I also saw a response to the Charter by The New York Times’s technology columnist, David Pogue, who admits to his own public figure email problems, but also sees changing other people’s habits as the only workable solution.

I agree but I’m less than confident that we can change the world than I was as a college sophomore. Still, I am a lifelong teacher, so here is my list culled from their lists (see, I’m already saving you time) of things we all can do that will help the problem.

  1. The big goal is to minimize the time your email will take to process and that does require taking more time at your end before sending.
  2.  It’s OK if replies take a while coming and if they don’t give detailed responses to all your questions
  3. Clarity – use relevant subject lines – and change them when the conversation changes
  4. No odd fonts and colors
  5. Avoid open-ended questions (Status? Thoughts? What’s next?) These short queries require a lot of time to answer. Administrators seem to like them. (“How can we use social media effectively? Thoughts?)
  6. Think twice on cc’s – at work, they are often cya’s (Cover Your Ass) but it fills other inboxes and increases the chance of you getting multiple replies
  7. Think three times before you click “Reply All”   Wow, can you get in trouble doing that too quickly!
  8. Cut the thread – the thread is all of those earlier emails that are at the bottom of your mail. If there are more than three, maybe you need to make a phonecall or visit their office (especially when the person you’re mailing is in the same office/building)
  9. Graphics files (logos, signatures)  that appear as attachments suck.
  10. Why do I have to open a Word or PDF file attachment to read something that could have been in the email itself?
  11. Trim your signature lines – I get ones that are quite a bit longer than the message.
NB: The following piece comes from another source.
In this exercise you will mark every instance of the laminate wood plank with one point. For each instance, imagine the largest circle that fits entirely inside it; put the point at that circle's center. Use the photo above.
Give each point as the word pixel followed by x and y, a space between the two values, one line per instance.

You can have different ones and you probably don’t need to send everyone your fax number or include Bible quotes. David Pogue calls those legal disclaimers that some companies use “Legal Vomit”. Has that silliness ever protected a company from anything? They are like the tags on mattresses that say “Don’t remove this tag”.
  12.  How about ending a note with “no reply necessary” so that’s clear? Maybe we can make NRN a popular shortcut.
  13. If you really must blast out a message (or joke or whatever) use BCC and protect your friends’ e-mail address and privacy. Those mails get forwarded and eventually someone scrapes those addresses for spamming or hits “Reply All” to tell you (and now all 35 of the rest of us) that they are ROFL.
  14. And about those Forwarded mails… get rid of the carets (>>>>>>) and earlier parts of the thread. Remember when people passed jokes along in the office by photocopying the photocopy? By copy number 25, bits of dust were the size of letters. Carets are the dust motes of electronic mail.
  15. And was that really worth forwarding? If you had to pay for a stamp to forward it, you probably would forward about 1% of the things you pass along electronically.
  16. When replying to that email that has multiple statements or questions, you can reply inline – hit the Return after each one and type your answer there, creating a little dialogue. (Some people use bold, caps or colors, but a line return or two should be sufficient).

The Email Charter says that “If we all agreed to spend less time doing email, we’d all get less email” and that’s true. It also suggests that we consider “calendaring half-days at work where you can’t go online” which is much more difficult. If the Internet goes down at the college where I work, I feel like we should send everyone home as you hear the work gears grind to a halt.

Email-free weekends are popular here in Paradelle, but that does lead to stuffed inbox Mondays.